Getting closer to causality by deciding on control variables
Now we’re going to try something different. This time, we’ll ask the AI to act like a researcher and help us find control variables for estimating a simple relationship.
Recap
Discuss: confounders, bad controls: what are they? how to treat them?
We will use the World Management Survey data and explore this question: > Do firms with better management export more of their production?
MORE to be added here
The basic idea
But here’s the twist: we’ll run two sessions (or use two different models). One will give us a list of controls, and the other will act as a kind of “adversarial LLM” that pushes back and questions those choices. Think of it like a debate between two AIs: one helpful, one suspicious.
Prompt construction
Again, let’s try to run the following prompts: the first and the last in the same session, and the middle in a separate session. But first, let’s look at the codebook together. As you run the prompts, think about:
- How do the answers differ from the previous prompting approach? - What do you think of the proposed variables? Would you include them all? Are there any left out.
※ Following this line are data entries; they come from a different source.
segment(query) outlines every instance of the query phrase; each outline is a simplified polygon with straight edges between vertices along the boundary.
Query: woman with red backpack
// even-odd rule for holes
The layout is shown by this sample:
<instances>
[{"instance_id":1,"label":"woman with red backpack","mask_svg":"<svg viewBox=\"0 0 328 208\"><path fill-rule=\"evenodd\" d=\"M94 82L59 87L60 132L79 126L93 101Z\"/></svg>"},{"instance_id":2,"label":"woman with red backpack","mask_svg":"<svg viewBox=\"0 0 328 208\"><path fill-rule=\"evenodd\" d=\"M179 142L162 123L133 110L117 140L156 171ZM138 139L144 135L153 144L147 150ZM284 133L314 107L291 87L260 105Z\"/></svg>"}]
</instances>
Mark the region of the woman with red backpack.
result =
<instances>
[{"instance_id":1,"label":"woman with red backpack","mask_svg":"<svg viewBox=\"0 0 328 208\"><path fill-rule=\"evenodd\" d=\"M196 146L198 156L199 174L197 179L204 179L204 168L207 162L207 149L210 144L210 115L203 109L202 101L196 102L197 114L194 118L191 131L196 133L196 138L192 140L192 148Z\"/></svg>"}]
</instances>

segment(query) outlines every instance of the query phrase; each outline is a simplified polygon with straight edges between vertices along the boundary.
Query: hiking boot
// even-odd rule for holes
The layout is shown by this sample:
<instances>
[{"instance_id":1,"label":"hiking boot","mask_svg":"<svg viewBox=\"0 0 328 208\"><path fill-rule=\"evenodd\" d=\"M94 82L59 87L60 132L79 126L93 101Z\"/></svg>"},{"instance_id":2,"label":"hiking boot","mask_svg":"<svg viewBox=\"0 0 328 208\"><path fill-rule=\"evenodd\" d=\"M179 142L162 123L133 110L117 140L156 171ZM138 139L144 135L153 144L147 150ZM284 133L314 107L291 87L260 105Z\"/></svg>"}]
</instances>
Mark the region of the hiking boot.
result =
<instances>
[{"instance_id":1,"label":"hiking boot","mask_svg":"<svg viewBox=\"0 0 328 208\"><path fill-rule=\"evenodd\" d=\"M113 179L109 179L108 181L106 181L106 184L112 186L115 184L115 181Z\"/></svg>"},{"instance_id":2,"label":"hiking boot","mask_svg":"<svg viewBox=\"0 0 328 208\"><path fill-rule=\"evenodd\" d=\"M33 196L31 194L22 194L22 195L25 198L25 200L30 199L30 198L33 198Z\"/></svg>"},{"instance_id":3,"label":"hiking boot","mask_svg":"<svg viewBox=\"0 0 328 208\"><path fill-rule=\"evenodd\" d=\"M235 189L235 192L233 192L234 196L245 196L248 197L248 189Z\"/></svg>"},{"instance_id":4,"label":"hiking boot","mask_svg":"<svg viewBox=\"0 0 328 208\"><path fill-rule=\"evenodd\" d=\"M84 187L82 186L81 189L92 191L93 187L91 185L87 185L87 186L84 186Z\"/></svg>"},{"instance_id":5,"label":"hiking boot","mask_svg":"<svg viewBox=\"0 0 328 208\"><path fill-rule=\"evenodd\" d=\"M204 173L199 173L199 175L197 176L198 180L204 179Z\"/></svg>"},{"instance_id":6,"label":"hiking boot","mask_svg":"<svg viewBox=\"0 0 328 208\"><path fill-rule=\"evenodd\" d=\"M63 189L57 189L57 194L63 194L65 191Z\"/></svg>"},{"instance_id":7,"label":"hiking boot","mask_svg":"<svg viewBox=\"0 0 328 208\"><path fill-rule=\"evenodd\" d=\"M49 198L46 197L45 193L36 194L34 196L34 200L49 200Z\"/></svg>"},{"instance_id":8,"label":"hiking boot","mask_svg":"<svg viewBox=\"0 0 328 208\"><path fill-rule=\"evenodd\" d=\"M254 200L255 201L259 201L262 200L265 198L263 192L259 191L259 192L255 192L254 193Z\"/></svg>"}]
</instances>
🤖 Prompt 1. You are a researcher who wants to find control variables to estimate the association between percent of production exported and management quality. Production exported is your outcome variable and management quality is your variable of interest. Attached is a codebook of variables that we have access to. Choose variables that could be included in a multivariate OLS regression.
Return a list of variables and explanation, including the expected direction of associations. At the end of your response, include a plain list of variable names in a copyable format (no bullets, no numbers, just one variable per line).
😈 Prompt 2. Adversarial LLM in a separate session Below are a list of variables that I want to include in a regression to estimate the relationship between percent of production exported and management quality. Argue for each variable why I should not include it in the regression. [list of variables by Original LLM]
🤖 Prompt 3. Feed Adversarial LLM’s response back to Original LLM Below are counter-arguments for each of your previous answers. Based on these arguments, revise your selection and provide a list: [the arguments by Adversary LLM]
Assignment
Political communication on social media is ever-increasing, but does it actually have an effect on overall political activation? Are more people voting because of social media, or does it only affect incumbent voters? In this assignment, you will examine the relationship between social media use and political participation.
Tasks:
- Take the World Values Survey codebook (7th wave) and come up with a regression model that describes this relationship and controls for all possible confounders. Think in terms of demographics, socioeconomic variables, and any relevant attitudes and values in the Core Variables section of the codebook.
- Use AI to help come up with the model. Write prompts based on what we learned and make notes of your experience with them.
- Extra points will be given if you experimented with both approaches learned in class.
Note: you should not run any regressions for this assignment!
To submit:
- 1-page document (maximum length for full points) that includes:
- Your complete regression equation
- Detailed reasoning for each variable included in the model
- Specific justification for each confounder with:
- Concrete examples of how the variable might influence the relationship
- Expected direction of association (positive/negative)
- Theoretical basis for inclusion
- Link to the chat(s) you used to get the variables.
Note: Extra points will be awarded for particularly insightful examples and well-reasoned predictions about the direction of associations between variables.